Dados pessoais compõem 75% das informações comprometidas, seguidos por dados internos (51%), outros tipos de dados (25%) e credenciais (13%). O motivo principal por trás dessas violações é financeiro (98%), com espionagem representando uma pequena parcela (1%). Isso sugere que os cibercriminosos estão cada vez mais focados em monetizar informações pessoais roubadas através de fraudes e outros esquemas ilícitos.
Casos de ataques divulgados
A UnitedHealth, gigante do setor de saúde nos EUA, recentemente sofreu um ciberataque significativo que comprometeu uma quantidade substancial de seus dados. O ataque, direcionado à unidade Change Healthcare, pode ter resultado em uma perda monumental de US$1,6 bilhão para o grupo. A empresa, que em 2023 vendeu a Amil no Brasil por R$ 11 bilhões, enfrenta agora o desafio de identificar e notificar os clientes afetados—uma tarefa que pode levar meses. Este incidente exemplifica a crescente vulnerabilidade das corporações de saúde aos cibercrimes, mostrando que nem mesmo os líderes do setor estão imunes às intrusões digitais.
No Brasil, a Unimed também não escapou das garras dos cibercriminosos.
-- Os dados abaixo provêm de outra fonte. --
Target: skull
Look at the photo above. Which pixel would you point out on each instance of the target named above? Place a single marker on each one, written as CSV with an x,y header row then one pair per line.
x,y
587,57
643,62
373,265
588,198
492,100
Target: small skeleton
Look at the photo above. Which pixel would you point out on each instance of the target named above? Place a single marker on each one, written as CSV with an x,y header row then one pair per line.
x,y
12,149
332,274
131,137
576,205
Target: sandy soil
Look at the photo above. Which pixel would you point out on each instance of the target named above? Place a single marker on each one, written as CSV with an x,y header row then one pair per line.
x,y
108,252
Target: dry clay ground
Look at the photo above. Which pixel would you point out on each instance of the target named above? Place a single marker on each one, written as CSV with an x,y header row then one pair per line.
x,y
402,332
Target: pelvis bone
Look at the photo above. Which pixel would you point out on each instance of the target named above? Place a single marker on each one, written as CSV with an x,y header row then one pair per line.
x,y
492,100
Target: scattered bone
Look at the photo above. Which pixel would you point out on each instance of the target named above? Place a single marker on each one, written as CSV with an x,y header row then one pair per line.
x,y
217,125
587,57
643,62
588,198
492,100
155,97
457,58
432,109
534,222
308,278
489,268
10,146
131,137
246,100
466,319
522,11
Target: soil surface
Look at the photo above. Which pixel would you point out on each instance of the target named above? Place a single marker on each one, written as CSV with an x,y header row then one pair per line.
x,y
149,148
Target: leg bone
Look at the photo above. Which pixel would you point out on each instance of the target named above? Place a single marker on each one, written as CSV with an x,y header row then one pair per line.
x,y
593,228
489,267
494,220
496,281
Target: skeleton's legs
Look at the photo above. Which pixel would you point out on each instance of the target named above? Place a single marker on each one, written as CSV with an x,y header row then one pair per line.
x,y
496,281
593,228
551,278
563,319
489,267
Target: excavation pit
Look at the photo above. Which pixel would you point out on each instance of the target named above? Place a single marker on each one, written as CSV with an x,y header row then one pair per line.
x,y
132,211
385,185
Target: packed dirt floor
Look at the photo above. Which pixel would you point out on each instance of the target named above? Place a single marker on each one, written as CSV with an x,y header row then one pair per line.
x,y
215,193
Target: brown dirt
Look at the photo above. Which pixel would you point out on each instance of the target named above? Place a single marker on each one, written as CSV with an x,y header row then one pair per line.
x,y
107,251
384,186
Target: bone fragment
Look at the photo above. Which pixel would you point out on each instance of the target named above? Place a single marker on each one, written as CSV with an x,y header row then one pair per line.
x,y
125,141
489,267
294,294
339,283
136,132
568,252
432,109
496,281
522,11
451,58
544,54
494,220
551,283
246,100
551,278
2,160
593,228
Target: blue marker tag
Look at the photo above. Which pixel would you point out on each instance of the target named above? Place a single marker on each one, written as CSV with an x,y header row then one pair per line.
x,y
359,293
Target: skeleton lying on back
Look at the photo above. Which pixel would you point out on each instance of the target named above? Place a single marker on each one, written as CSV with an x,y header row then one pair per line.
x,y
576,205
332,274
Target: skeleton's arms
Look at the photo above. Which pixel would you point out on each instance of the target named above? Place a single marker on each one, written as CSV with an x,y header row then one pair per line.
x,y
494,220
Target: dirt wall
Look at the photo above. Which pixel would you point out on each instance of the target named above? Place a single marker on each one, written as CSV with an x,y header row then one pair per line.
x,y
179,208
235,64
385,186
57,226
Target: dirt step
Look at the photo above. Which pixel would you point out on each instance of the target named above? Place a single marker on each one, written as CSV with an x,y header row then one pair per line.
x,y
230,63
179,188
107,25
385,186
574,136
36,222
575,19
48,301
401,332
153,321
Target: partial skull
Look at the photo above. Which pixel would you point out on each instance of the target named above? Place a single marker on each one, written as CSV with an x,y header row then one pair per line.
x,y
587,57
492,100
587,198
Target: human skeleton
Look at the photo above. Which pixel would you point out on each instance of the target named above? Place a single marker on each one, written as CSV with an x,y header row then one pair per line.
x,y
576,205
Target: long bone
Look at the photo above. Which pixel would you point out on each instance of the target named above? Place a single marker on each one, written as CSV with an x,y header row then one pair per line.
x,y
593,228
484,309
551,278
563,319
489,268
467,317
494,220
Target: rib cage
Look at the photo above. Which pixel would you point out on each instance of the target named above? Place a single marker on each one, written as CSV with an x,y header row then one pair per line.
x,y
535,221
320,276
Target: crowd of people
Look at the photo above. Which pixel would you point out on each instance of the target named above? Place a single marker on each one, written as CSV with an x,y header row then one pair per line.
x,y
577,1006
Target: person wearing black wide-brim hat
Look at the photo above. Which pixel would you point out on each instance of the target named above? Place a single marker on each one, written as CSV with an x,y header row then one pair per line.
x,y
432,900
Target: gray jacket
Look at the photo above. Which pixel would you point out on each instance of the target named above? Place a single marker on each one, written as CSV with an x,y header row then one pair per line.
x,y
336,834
Em março, a cooperativa viu seus serviços interrompido em uma de suas cooperadas, a Unimed Cuiabá, após uma violação em seu sistema, sublinhando ainda mais a fragilidade do setor frente às ameaças cibernéticas.
“Dados recentes da ManageEngine revelaram que a IA Generativa foi utilizada em mais de 50% dos ataques recentes contra empresas brasileiras, de diferentes segmentos. Este dado ressalta a sofisticação crescente das ferramentas cibernéticas à disposição dos criminosos, ampliando as dificuldades das empresas em protegerem seus dados e operações num cenário cada vez mais digital e interconectado”, diz o especialista da Apura Cyber Intelligence.
Para ele, em um setor tão crítico quanto o da saúde, a proteção de informações sensíveis pode impactar diretamente a vida dos pacientes e a eficiência dos serviços. “É essencial que instituições de saúde desenvolvam uma abordagem proativa para enfrentar as ameaças cibernéticas. Isso significa não apenas estabelecer políticas rigorosas para o manejo de dados e adotar novas tecnologias de segurança, mas também investir em uma postura proativa através do monitoramento de ameaças. Hoje é possível obter informações sobre as mais diversas ameaças cibernéticas a partir da coleta de informações em fontes variadas, tanto na surface web, quanto na deep web e dark web. Assim, as instituições podem ter uma reação rápida ou mesmo se antecipar e evitar ciberataques e fraudes. A cibersegurança deve ser uma prioridade constante para proteger dados sensíveis e assegurar a continuidade dos serviços de saúde”.